On a Sunday afternoon in Roncole in 2008, these cyclists started gathering in the square just across the street from Verdi’s birth house, in front of the Church of San Michele Arcangelo (Saint Michael the Archangel) to demonstrate in favor of cycling and clean air.
On this “ecological Sunday” several cities in this northern Italian region of Emilia-Romagna closed off their streets to automobiles, and all over the region cyclists gathered to “swarm out” on their bikes to promote non-polluting forms of transportation.
The cyclists were wearing signs reading “Liberate the air. Sixth bicycle swarm 2008.”

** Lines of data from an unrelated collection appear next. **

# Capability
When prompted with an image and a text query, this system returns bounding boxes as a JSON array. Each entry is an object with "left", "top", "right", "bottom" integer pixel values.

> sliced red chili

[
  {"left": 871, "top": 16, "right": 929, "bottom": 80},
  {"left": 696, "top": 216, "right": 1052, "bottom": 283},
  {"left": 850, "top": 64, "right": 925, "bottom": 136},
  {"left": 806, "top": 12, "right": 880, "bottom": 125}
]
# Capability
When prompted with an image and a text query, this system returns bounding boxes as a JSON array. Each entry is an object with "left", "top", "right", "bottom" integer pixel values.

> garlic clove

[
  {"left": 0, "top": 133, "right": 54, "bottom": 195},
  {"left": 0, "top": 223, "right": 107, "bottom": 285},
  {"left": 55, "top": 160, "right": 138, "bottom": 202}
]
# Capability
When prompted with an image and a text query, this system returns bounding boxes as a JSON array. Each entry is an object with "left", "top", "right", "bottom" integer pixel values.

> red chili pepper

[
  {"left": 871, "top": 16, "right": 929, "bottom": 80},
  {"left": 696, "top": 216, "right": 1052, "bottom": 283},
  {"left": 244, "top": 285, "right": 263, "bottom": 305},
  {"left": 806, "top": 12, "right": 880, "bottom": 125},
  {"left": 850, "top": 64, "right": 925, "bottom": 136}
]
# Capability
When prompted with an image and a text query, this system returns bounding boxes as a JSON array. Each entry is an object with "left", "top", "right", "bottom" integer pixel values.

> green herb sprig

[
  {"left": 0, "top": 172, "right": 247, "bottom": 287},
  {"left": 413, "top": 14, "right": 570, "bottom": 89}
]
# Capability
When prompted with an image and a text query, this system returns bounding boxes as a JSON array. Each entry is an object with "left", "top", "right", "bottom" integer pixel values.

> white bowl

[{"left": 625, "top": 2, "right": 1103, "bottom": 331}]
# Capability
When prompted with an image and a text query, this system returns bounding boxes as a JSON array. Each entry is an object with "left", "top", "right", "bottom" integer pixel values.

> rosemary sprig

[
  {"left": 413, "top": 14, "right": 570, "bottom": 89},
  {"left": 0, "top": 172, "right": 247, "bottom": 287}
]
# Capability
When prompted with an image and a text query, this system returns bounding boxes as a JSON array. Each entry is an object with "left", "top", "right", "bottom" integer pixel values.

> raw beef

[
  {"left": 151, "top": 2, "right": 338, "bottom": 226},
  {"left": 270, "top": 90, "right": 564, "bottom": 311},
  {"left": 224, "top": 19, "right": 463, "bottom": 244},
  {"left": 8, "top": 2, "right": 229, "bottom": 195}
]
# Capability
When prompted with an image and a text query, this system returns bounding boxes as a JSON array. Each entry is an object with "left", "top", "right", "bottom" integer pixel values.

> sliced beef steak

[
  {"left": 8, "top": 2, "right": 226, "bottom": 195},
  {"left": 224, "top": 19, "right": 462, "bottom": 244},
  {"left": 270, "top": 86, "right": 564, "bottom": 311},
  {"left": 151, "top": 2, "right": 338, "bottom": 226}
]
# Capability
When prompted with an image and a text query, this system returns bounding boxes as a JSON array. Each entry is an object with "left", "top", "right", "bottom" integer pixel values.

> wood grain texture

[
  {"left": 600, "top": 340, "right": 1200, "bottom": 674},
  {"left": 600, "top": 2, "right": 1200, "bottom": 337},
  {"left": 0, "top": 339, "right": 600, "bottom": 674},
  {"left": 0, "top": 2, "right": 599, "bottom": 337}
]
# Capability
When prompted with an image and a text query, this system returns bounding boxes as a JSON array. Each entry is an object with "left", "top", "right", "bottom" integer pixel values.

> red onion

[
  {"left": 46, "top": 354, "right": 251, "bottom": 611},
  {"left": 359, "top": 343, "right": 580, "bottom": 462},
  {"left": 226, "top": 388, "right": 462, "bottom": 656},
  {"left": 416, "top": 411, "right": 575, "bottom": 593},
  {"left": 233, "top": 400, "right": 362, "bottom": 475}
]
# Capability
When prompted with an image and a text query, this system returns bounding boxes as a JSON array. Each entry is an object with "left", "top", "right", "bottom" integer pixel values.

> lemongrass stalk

A poster in Busseto announcing the campaign “Liberiamo l’aria”.
Cycling from Cremona to Busseto
By chance (or intuition or dumb luck or whatever), I found a very good cycling route from Cremona to Busseto, a distance of seventeen kilometers as the crow flies, but maybe twenty-five or so if you take the car-free route along the dike parallel to the River Po.
I will describe this route in more detail when I get around to writing about Cremona. Suffice it to say here that the last part of the route takes you south from a place called Ongina, where Verdi used to raise horses, straight along the Ongina stream to Villa Verdi, and from there to Busseto.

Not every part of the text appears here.